Dissolver-se no coletivo e deixar que as decisões sejam tomadas pela massa me parece desesperador. Mas cair no fluxo e ser levado por ele tem sido a saída encontrada para muitos que estão assustados como a situação do mundo mundo e suas mudanças.  Querem as coisas funcionando e qualquer mensagem que prometa uma saída rápida e violenta para tanto é recebida e compartilhada. O problema é que, no limite, isso destrói pontes e desumaniza o outro.

Como já disse aqui antes, o apocalipse, ou melhor, o infocalipse vai estar asfaltado com tiques azuis.

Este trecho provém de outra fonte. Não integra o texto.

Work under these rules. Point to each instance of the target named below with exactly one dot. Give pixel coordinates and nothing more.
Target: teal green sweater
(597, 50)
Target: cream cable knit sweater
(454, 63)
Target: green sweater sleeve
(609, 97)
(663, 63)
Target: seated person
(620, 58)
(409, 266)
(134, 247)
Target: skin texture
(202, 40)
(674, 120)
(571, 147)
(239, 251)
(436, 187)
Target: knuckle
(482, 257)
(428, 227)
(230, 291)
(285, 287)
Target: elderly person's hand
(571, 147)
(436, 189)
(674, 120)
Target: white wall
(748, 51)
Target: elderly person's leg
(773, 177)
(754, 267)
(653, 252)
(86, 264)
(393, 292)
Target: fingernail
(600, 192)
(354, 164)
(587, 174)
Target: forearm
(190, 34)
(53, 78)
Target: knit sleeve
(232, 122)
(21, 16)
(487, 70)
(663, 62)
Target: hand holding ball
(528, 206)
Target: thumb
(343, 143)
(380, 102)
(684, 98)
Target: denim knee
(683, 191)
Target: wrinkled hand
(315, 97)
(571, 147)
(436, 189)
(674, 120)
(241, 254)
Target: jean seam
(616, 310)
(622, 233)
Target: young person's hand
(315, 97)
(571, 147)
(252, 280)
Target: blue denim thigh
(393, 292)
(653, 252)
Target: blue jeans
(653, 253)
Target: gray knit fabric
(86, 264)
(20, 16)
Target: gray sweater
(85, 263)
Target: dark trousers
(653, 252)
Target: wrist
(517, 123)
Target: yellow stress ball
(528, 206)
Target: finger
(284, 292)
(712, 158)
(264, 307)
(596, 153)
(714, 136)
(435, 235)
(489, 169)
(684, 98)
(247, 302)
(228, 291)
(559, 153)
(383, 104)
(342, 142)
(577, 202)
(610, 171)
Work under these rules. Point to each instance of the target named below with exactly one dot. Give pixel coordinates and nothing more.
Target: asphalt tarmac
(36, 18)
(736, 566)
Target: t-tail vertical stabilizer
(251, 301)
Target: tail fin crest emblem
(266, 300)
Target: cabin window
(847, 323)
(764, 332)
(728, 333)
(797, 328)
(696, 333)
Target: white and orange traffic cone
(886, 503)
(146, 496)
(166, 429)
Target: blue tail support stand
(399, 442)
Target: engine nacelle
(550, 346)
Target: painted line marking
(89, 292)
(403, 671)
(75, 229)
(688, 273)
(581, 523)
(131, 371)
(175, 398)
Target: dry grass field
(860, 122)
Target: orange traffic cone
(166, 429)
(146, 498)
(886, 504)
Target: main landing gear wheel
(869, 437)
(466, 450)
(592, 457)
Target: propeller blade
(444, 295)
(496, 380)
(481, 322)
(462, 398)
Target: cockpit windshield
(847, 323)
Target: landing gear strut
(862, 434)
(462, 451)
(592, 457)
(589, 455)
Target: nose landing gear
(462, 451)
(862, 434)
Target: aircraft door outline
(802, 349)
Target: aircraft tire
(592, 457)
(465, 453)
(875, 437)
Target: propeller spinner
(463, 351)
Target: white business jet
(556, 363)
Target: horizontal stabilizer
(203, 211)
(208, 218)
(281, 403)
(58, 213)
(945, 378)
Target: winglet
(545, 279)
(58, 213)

Em tempo: Tudo o que foi dito acima é a parte visível. Consultorias digitais se prepararam, montando bancos de dados, com 80 a 100 pontos de informação coletados sobre cada pessoa, para poder tocar fundo o que cada uma delas desejava ouvir. A partir disso, criam mensagens direcionadas ao grupo microssegmentado que ela faz parte, empacotando-as em uma embalagem de uma notícia falsa – emprestando, dessa forma, a credibilidade que a imprensa (ainda) tem. Daí, impulsionam esse pacote, usando um cartão de crédito pré-pago internacional e acessando através de uma VPN (Rede Privada Virtual) sediada em outro país, tornando mais difícil a identificação, responsabilização e remediação do ato. A parte invisível, outra história que atua com psicometria e manipulação em massa é muito, mas muito mais assustadora do que memes fraudulentos.